Health service arrangements relevant to control of cervical cancer in other Australian states are similar to NSW. In particular, universal health insurance was a national program begun in 1975, and individual state cervical screening programs were spawned from a national program in the early 1990s. A pertinent finding of the present study is that despite universal health insurance with minimal financial barriers for patients to attend medical doctors (both general practitioners and specialists) because of fee rebates, with preservation of fee-for-service for both general practitioners and pathology laboratories, there was a minimal effect on cervical cancer incidence over more than 15 years. There was an approximate 10% reduction in incidence early on after the introduction of universal health insurance, but this was followed by a sustained plateau lasting until 1992. In contrast, the introduction of the organised approach to cervical screening was immediately followed by a substantial and continuing decline in cervical cancer incidence (35% over 9 years). The present before-and-after population assessment of the introduction of an organised approach to cervical screening includes sufficient time points before and after the introduction of the program to observe that the reduction in incidence is not random fluctuation but has been sustained which is evident from non-overlapping 95% confidence intervals; and that the mortality reduction is also likely to continue. It is improbable that explanations for these sudden and sustained changes in cervical cancer incidence are tenable other than as programmatic effects, especially since 5-year relative survival has not significantly altered over the same period.

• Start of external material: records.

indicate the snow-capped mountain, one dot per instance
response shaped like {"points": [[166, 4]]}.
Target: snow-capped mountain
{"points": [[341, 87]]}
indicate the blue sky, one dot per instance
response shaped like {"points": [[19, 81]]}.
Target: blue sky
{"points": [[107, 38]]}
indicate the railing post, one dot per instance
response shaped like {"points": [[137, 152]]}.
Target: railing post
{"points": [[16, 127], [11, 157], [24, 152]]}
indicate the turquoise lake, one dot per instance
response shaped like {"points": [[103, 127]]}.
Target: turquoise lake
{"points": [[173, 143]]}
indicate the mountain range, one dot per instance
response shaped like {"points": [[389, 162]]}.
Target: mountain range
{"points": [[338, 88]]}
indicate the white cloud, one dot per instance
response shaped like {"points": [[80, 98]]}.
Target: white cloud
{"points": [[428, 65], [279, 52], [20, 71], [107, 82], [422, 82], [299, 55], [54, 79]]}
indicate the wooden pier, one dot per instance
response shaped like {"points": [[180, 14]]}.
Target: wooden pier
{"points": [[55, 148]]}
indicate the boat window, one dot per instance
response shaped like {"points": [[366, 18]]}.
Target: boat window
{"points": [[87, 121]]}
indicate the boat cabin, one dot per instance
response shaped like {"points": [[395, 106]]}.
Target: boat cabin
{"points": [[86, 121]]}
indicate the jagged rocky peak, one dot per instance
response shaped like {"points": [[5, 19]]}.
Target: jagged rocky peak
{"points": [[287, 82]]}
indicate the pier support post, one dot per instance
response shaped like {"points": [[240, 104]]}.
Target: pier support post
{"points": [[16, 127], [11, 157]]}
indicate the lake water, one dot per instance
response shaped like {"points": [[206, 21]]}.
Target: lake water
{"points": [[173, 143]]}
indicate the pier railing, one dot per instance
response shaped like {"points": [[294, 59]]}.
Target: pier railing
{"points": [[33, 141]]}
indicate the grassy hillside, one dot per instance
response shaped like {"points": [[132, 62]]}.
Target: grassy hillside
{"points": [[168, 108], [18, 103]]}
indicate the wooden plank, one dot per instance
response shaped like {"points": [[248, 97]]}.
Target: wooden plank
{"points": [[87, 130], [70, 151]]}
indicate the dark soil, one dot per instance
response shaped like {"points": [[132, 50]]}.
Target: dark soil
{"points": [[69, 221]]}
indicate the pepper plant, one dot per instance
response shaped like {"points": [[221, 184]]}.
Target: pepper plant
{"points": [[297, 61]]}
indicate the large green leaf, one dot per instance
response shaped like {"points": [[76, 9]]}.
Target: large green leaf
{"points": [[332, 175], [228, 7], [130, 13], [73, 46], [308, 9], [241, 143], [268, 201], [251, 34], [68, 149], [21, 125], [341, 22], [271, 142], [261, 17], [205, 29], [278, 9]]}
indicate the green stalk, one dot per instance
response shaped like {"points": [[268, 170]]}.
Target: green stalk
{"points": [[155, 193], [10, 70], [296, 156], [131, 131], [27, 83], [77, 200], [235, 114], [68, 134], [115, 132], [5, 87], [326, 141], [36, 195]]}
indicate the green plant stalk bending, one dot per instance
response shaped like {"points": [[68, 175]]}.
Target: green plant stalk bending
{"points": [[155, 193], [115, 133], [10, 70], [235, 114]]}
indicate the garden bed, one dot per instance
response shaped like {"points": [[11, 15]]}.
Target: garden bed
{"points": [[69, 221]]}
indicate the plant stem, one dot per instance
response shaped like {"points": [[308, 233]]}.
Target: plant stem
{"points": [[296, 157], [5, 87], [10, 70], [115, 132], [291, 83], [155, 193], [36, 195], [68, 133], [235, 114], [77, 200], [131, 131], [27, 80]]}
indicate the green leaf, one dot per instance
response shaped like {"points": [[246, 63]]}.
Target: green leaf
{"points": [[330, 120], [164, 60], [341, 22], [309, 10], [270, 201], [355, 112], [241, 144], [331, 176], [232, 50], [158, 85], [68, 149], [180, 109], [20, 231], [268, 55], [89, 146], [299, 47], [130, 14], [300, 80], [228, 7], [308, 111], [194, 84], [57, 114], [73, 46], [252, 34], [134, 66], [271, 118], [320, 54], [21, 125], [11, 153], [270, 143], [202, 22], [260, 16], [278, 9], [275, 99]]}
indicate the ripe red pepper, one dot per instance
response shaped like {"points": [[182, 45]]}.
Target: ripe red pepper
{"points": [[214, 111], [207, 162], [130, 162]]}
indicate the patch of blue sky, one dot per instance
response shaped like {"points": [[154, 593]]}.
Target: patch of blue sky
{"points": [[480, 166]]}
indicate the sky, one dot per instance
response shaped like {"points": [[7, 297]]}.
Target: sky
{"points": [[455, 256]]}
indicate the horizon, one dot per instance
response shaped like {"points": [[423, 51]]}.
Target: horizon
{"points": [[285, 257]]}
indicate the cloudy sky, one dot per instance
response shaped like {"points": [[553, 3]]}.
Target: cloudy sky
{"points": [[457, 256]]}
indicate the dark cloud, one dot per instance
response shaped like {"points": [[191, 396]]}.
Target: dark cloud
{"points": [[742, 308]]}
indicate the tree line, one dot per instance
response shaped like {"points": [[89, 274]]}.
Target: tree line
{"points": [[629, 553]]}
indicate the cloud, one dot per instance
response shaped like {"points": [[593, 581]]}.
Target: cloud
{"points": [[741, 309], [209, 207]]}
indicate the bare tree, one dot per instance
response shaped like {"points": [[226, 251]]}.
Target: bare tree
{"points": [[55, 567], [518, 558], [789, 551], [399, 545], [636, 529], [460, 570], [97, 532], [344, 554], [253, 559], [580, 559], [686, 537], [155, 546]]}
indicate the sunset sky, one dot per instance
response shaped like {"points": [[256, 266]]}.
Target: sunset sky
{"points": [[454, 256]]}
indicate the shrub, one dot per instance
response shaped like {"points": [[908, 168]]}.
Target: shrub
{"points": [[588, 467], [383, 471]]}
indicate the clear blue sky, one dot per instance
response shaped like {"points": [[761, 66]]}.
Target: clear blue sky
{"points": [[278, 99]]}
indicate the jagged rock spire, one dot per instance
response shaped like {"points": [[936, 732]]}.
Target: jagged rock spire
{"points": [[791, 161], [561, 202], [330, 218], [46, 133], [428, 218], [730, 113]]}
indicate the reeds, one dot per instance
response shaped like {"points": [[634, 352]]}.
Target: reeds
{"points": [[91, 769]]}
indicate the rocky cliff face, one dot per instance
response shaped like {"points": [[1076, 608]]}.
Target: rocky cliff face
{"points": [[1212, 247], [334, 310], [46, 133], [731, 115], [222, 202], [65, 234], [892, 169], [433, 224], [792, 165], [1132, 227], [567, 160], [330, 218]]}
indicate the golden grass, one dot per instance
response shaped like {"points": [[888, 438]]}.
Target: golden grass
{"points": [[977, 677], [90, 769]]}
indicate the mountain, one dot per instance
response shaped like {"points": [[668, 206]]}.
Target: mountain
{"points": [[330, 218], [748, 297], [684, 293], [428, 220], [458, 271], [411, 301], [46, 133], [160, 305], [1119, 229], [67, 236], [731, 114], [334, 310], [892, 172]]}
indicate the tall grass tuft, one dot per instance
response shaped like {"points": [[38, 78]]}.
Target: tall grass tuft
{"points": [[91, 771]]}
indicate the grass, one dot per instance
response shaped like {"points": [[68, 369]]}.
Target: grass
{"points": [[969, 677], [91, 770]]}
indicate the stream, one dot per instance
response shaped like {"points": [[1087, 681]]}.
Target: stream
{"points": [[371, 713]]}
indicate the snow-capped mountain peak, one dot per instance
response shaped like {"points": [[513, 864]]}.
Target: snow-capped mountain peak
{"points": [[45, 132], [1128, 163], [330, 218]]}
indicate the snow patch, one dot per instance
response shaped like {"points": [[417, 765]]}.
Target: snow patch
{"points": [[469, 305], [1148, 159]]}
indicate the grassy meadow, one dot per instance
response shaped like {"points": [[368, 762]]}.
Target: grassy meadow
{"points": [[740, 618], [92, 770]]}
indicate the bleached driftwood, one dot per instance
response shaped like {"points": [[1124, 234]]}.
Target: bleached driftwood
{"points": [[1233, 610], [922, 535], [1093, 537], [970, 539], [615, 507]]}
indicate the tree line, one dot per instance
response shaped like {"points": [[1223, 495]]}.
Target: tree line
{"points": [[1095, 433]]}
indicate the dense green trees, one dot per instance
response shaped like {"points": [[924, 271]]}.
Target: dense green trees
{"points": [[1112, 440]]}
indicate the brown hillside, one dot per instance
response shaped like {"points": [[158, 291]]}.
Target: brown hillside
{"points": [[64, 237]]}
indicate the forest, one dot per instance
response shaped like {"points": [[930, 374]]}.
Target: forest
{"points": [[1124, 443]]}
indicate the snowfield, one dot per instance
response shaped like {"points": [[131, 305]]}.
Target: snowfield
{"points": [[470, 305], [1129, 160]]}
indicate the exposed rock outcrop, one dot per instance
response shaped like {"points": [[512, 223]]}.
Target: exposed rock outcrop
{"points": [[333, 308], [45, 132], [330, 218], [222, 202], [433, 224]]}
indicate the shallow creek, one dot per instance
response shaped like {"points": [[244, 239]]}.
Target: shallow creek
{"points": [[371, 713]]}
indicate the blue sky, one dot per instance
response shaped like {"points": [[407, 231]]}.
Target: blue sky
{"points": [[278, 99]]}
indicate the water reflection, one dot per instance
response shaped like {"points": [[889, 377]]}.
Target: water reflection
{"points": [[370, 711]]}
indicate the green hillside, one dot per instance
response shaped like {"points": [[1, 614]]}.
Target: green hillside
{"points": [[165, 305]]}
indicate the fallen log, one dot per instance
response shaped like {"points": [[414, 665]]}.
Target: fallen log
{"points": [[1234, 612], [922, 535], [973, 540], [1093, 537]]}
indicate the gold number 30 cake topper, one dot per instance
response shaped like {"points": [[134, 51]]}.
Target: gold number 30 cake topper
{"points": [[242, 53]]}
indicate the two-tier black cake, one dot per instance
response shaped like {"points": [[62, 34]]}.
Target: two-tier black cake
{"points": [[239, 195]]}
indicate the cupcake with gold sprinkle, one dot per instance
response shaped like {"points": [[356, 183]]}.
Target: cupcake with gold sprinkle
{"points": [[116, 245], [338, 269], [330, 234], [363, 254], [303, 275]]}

We conclude that the decline in cervical cancer incidence and consequent mortality reduction in NSW women is a real public health success story of primary prevention of cancer, and that Pap test screening has also probably contributed to lower cervical cancer mortality through secondary prevention and earlier diagnosis. This is an example of a population-level intervention producing measurable improvement in population health. The decline in cervical cancer incidence and mortality in NSW can be associated with important health service interventions that relate to control of cervical cancer, particularly the implementation of the organised approach to cervical screening.